Broadly speaking, the ethical justification for the use of compulsory treatment come under two main headings:

Defensive

  • This means Society’s right to protect itself from people who when unwell may threaten the safety and well-being of its members. Without compulsory treatment society will suffer

Paternalistic

  • This is Society’s responsibility to help people whose main risk is to themselves and whose refusal or inability to consent to treatment is symptomatic of their condition. Without compulsory treatment the individual will suffer

MAIN ROUTES TOWARDS COMPULSORY TREATMENT

  • The Mental Health Act 1983
  • The Mental Capacity Act 2005
  • Deprivation of Liberty Safeguards 2007
  • Common Law
  • The Children Act 1989

Human Rights Act 1998


Human Rights Act 1998

Before looking further at these areas in more detail we must consider the fundamental importance of the HRA.

  • All public bodies must work in conformity with the HRA including private providers when they are receiving public funding
  • Article 5 provides a right to liberty and security of person
  • This is a qualified not an absolute right so it has to be interpreted according to the circumstances and other rights with which I might be in conflict
  • Detention when someone is of unsound mind is one of the qualifications and is usually considered to refer to mental disorder in a broad sense
  • This means that the mere fact of detention under either the MHA or the MCA/DoLS is likely to be lawful
  • However, the HRA stipulates that this must be within a process defined in law

The person detained must also have access to a court-like body to decide on the necessity of detention in the particular case

Exceptions to Autonomy and the Right to Refuse


Exceptions to Autonomy and the Right to Refuse

Broadly speaking, there are 3 exceptions:

  • When the person has a severe mental disorder irrespective of their capacity, when they may potentially be treated under the Mental Health Act 1983
  • When the person has an impairment of the mind or brain that results in lack of mental capacity to understand their need for treatment, when they can potentially be treated in their best interests under the Mental Capacity Act 2005. If used together with the Deprivation of Liberty Safeguards (DoLS) the person can also be detained in much the same way as under the MHA.
  • Sometimes when they are a child or young person under 18, and lack either capacity or it may be competence (the maturity and mental development to understand their need for treatment) in which case they can potentially be treatment under various authorities including common law.

Right To Autonomy And Refusal of Treatment


Right To Autonomy And Refusal of Treatment

Medical treatment for a capacious patient can usually only proceed on the basis of a valid, sometimes called an informed, consent.

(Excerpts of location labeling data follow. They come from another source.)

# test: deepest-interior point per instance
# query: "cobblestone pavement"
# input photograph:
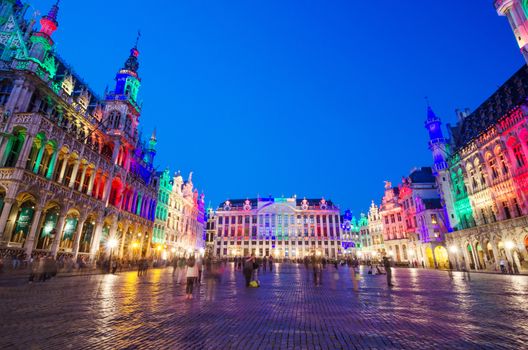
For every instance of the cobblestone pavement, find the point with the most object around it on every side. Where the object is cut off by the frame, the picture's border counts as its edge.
(424, 310)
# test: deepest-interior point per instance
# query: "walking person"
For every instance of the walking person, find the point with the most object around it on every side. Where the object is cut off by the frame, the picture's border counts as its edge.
(114, 266)
(355, 282)
(182, 271)
(388, 270)
(199, 265)
(317, 266)
(465, 270)
(192, 274)
(248, 269)
(140, 267)
(174, 266)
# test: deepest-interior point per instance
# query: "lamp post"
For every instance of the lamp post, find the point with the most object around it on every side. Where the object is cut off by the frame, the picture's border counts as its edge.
(453, 249)
(111, 244)
(510, 246)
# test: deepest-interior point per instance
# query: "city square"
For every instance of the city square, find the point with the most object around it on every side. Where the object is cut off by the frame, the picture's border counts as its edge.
(263, 175)
(424, 310)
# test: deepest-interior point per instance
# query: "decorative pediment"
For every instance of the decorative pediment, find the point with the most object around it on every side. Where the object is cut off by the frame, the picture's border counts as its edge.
(67, 84)
(84, 98)
(12, 38)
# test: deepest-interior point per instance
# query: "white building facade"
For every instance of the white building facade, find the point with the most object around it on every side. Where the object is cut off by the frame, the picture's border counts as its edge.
(285, 228)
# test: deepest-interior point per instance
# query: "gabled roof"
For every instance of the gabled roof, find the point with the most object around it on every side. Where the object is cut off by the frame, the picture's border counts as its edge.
(512, 93)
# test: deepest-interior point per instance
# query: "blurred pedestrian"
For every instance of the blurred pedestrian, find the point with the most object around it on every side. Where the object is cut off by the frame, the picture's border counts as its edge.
(317, 269)
(248, 269)
(388, 270)
(192, 274)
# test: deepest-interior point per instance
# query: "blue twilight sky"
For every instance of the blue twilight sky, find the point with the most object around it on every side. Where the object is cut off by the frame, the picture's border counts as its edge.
(283, 97)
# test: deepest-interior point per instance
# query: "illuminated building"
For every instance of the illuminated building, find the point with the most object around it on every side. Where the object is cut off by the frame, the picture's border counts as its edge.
(280, 227)
(425, 221)
(516, 11)
(375, 227)
(393, 231)
(414, 221)
(210, 232)
(74, 169)
(483, 168)
(348, 233)
(180, 216)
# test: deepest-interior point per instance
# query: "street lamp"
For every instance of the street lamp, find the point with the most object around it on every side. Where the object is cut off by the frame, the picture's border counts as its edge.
(509, 245)
(453, 249)
(111, 244)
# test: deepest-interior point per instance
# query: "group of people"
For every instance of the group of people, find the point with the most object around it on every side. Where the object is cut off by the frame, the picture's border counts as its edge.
(43, 268)
(190, 268)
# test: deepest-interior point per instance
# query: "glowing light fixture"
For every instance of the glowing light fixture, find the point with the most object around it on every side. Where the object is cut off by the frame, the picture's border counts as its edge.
(509, 245)
(111, 243)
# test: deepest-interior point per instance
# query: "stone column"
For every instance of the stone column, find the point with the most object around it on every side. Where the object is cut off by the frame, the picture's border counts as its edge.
(6, 210)
(83, 175)
(53, 162)
(30, 241)
(91, 182)
(123, 238)
(74, 173)
(96, 238)
(63, 169)
(58, 235)
(107, 188)
(24, 153)
(39, 159)
(77, 237)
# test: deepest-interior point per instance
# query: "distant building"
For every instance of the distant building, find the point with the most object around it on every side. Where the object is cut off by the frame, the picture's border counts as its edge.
(375, 227)
(279, 227)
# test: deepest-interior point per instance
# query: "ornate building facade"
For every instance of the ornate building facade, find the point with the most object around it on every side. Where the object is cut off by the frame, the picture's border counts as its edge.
(74, 171)
(180, 216)
(487, 170)
(483, 169)
(278, 227)
(375, 227)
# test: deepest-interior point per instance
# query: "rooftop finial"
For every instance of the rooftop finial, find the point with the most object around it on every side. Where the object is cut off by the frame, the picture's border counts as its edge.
(137, 39)
(54, 11)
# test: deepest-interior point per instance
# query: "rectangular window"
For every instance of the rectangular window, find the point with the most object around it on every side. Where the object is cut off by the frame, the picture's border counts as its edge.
(434, 219)
(507, 213)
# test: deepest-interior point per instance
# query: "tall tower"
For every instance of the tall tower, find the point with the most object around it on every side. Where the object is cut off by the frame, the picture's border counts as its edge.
(517, 13)
(440, 149)
(41, 41)
(122, 110)
(151, 149)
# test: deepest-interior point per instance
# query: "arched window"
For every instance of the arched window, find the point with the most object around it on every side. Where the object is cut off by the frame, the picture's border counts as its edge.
(113, 120)
(128, 124)
(47, 158)
(6, 86)
(14, 147)
(519, 155)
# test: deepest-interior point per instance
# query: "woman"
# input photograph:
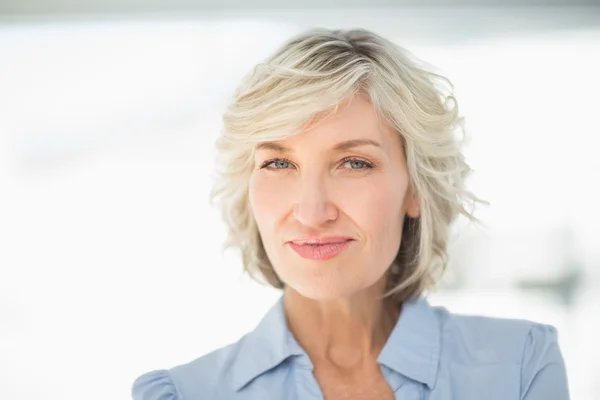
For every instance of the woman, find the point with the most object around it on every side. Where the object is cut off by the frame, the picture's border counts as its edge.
(340, 176)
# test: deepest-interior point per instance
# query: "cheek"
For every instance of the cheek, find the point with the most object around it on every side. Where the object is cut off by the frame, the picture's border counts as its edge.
(375, 208)
(267, 200)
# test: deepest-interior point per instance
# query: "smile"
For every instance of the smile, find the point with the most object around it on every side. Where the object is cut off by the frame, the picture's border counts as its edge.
(322, 250)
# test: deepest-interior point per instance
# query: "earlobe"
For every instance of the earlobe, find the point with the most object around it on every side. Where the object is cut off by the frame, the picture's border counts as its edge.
(413, 210)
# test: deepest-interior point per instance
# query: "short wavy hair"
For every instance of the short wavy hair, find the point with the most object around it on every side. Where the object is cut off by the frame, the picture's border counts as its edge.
(316, 71)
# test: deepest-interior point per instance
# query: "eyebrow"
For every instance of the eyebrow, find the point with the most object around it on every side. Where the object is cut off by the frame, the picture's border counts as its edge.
(345, 145)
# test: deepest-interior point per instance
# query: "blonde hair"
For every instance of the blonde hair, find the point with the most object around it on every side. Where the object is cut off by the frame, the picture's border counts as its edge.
(314, 72)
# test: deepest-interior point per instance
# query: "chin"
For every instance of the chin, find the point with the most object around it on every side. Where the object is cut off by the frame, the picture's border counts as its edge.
(324, 289)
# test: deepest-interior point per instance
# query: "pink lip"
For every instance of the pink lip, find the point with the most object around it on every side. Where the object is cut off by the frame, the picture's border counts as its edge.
(320, 248)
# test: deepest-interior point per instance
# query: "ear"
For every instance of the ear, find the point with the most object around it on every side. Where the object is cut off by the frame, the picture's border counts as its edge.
(413, 206)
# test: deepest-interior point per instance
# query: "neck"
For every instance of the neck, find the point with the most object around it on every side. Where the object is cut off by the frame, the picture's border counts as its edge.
(344, 332)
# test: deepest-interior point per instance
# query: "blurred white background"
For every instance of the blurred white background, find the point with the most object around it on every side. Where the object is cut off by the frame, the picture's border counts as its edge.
(110, 257)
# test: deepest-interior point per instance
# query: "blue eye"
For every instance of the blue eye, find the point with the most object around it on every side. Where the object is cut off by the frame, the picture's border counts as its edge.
(357, 164)
(278, 163)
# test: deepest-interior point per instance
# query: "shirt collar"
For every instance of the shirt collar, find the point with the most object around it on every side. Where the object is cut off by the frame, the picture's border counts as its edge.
(413, 348)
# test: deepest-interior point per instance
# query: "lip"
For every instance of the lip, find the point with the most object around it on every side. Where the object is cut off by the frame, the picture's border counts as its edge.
(320, 248)
(319, 240)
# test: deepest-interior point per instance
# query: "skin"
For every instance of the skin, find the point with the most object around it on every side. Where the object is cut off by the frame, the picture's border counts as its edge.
(308, 185)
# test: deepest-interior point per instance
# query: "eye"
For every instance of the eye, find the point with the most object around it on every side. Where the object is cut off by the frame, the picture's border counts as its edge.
(354, 163)
(278, 163)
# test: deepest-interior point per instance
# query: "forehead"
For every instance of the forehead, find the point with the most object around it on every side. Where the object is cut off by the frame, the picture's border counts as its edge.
(354, 119)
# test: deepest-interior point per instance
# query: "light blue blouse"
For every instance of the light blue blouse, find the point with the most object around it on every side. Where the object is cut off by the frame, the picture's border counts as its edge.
(431, 354)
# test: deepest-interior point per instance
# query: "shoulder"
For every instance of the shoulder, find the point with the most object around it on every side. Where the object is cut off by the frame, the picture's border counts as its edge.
(205, 377)
(531, 346)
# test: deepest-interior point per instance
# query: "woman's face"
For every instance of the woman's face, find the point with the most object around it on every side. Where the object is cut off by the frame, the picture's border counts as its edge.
(330, 201)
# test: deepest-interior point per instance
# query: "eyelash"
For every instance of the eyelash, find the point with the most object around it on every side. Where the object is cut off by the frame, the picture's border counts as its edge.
(367, 164)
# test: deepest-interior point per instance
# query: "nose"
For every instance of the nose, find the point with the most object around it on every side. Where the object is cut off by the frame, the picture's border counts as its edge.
(314, 207)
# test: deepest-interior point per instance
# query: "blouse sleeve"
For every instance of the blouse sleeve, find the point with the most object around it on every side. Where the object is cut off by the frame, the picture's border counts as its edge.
(543, 372)
(155, 385)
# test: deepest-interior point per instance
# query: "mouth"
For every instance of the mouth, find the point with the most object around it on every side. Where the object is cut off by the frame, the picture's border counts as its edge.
(320, 249)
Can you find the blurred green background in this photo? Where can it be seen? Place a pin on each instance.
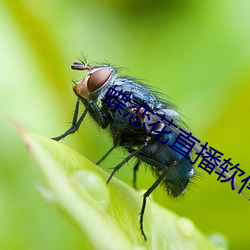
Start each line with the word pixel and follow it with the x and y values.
pixel 195 52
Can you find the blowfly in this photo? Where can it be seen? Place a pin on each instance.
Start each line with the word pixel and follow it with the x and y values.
pixel 148 127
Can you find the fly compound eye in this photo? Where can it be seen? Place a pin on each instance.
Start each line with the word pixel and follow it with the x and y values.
pixel 97 79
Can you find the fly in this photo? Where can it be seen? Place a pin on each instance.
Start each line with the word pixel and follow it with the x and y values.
pixel 138 121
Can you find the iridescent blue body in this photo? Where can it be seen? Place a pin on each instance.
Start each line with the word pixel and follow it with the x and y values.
pixel 173 170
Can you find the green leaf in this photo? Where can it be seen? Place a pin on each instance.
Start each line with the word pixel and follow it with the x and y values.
pixel 107 215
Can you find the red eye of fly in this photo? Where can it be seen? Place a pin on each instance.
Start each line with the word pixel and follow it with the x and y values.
pixel 97 79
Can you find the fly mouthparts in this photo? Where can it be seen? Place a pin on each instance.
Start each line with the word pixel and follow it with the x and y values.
pixel 79 66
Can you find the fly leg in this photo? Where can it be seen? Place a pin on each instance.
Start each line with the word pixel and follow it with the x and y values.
pixel 75 124
pixel 105 155
pixel 124 161
pixel 136 167
pixel 145 196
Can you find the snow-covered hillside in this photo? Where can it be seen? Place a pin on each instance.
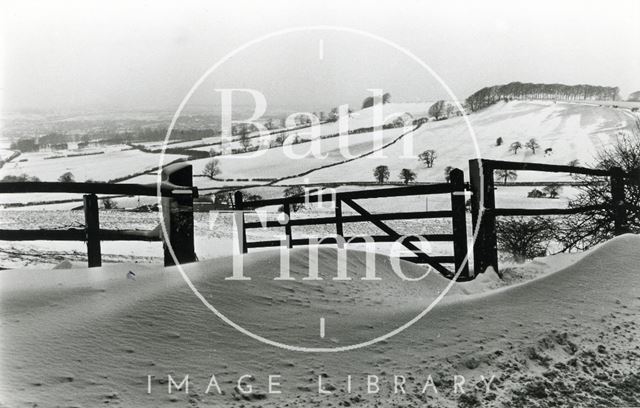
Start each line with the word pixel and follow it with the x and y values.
pixel 572 131
pixel 88 337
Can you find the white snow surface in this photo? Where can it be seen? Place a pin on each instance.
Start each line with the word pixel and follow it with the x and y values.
pixel 85 337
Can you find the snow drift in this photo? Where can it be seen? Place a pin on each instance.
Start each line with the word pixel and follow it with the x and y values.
pixel 84 337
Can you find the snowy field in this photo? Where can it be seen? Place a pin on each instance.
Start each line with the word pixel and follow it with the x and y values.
pixel 113 163
pixel 92 337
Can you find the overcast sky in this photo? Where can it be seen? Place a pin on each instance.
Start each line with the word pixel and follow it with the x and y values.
pixel 147 54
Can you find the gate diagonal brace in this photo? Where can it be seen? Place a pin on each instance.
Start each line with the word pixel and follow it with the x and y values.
pixel 391 232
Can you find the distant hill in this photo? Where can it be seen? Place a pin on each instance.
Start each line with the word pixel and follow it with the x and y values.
pixel 571 130
pixel 518 90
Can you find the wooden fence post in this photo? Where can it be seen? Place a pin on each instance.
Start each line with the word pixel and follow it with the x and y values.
pixel 459 224
pixel 339 225
pixel 241 231
pixel 178 216
pixel 618 200
pixel 286 208
pixel 485 247
pixel 92 229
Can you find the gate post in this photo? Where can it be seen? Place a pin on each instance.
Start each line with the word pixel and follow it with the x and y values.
pixel 238 206
pixel 459 223
pixel 177 212
pixel 92 229
pixel 485 247
pixel 618 199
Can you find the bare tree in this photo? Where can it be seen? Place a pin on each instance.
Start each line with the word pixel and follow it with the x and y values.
pixel 553 190
pixel 211 169
pixel 381 173
pixel 447 170
pixel 506 175
pixel 584 230
pixel 438 110
pixel 67 178
pixel 407 176
pixel 532 144
pixel 245 141
pixel 294 191
pixel 514 147
pixel 525 238
pixel 428 157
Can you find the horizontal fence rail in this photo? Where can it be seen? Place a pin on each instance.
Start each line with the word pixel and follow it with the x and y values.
pixel 166 189
pixel 455 188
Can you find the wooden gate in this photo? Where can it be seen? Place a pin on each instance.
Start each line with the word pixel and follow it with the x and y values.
pixel 455 188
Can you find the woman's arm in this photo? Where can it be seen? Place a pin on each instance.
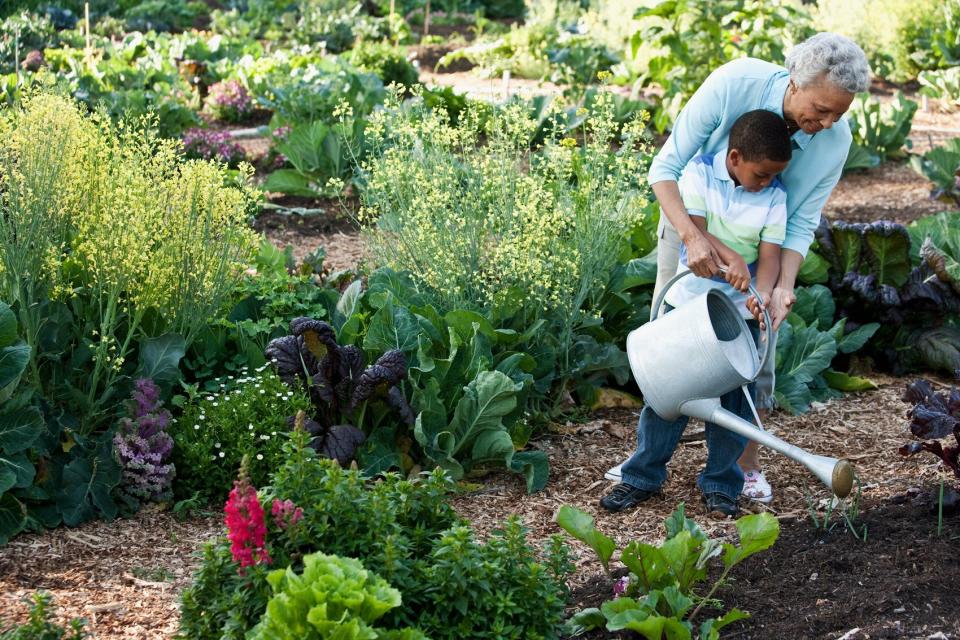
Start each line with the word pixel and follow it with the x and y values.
pixel 702 258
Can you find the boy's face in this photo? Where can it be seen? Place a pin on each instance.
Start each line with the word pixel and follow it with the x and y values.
pixel 753 175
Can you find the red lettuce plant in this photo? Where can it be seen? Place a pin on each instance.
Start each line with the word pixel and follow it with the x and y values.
pixel 935 416
pixel 349 398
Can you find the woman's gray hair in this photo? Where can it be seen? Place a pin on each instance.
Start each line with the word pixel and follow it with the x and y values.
pixel 833 56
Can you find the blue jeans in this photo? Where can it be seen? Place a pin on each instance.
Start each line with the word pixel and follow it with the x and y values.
pixel 658 438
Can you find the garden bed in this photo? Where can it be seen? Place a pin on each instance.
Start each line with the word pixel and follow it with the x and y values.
pixel 125 576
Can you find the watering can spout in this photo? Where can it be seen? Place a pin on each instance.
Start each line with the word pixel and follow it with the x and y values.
pixel 837 475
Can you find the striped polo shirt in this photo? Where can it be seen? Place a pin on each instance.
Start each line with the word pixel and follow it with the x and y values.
pixel 739 218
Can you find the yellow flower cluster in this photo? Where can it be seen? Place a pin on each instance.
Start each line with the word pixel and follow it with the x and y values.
pixel 486 224
pixel 112 214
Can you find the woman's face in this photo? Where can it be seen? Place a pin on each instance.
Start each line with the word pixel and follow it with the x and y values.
pixel 816 106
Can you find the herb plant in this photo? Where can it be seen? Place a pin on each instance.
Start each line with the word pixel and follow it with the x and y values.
pixel 659 598
pixel 39 626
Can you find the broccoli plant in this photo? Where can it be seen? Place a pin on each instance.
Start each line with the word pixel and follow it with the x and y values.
pixel 935 416
pixel 349 398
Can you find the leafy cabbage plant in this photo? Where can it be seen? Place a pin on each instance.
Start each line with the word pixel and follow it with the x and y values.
pixel 349 398
pixel 333 597
pixel 658 599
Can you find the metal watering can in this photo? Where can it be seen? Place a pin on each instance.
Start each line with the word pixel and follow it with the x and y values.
pixel 685 360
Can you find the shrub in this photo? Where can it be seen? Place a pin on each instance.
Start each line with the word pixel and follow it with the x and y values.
pixel 116 253
pixel 247 416
pixel 528 239
pixel 451 586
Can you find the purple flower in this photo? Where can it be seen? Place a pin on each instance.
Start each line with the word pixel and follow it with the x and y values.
pixel 204 144
pixel 229 101
pixel 142 447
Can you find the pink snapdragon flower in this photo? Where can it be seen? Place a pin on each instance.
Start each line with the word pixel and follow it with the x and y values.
pixel 246 525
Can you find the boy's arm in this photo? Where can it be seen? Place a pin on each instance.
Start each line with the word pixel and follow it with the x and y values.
pixel 738 275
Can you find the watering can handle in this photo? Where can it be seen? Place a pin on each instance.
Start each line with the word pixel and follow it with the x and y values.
pixel 658 304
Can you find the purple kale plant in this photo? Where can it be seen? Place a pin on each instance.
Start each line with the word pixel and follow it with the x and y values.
pixel 204 144
pixel 143 447
pixel 229 102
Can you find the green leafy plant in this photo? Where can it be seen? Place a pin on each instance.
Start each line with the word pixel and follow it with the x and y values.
pixel 659 599
pixel 245 416
pixel 942 84
pixel 880 131
pixel 807 345
pixel 941 166
pixel 691 38
pixel 332 597
pixel 451 586
pixel 40 627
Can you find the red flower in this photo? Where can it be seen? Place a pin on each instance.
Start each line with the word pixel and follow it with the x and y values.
pixel 246 526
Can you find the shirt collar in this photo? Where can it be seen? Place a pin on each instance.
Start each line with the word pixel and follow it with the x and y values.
pixel 774 102
pixel 720 165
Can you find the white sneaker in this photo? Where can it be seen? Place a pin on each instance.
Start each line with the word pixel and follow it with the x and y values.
pixel 614 473
pixel 756 487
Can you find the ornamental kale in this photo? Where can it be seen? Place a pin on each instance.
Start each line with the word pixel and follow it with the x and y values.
pixel 229 102
pixel 203 144
pixel 873 273
pixel 934 416
pixel 349 399
pixel 143 446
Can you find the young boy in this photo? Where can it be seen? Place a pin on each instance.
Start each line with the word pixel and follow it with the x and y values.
pixel 736 198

This means that the patient has capacity i.e. the cognitive ability, to understand their medical condition and the treatments on offer, has been given information about those treatments and the consequences, including the risks, of taking the treatment, and also of refusing it, and of their own volition and without coercion, has decided to undertake one of the treatments on offer.

This is sometimes called an informed consent because it is consent informed by understanding of the full implications of what they are doing. As such it provides an authority in law for treatment to be given. It may, but does not always have to be, expressed in writing.

Refusing medical treatment is the reverse side of consenting to treatment. It is implicit in the concept of voluntary consent to treatment that a person has a right not to consent unless there are special circumstances. The basic points are:

  • All adults (18 plus) with the mental capacity to do so have the right to refuse treatment for a physical condition
  • In most cases they also have the right to refuse treatment for a mental disorder. It is only exceptionally that people can be made subject to such treatment when they are not consenting.
  • This is generally accepted to be a basic human right within a free and open society.

Children are different and can sometimes be given treatment they are not consenting to and may not be able to consent to due to age and other factors.
Even so in many cases many children, particularly once they are over the age of 13, who are refusing treatment have that refusal respected.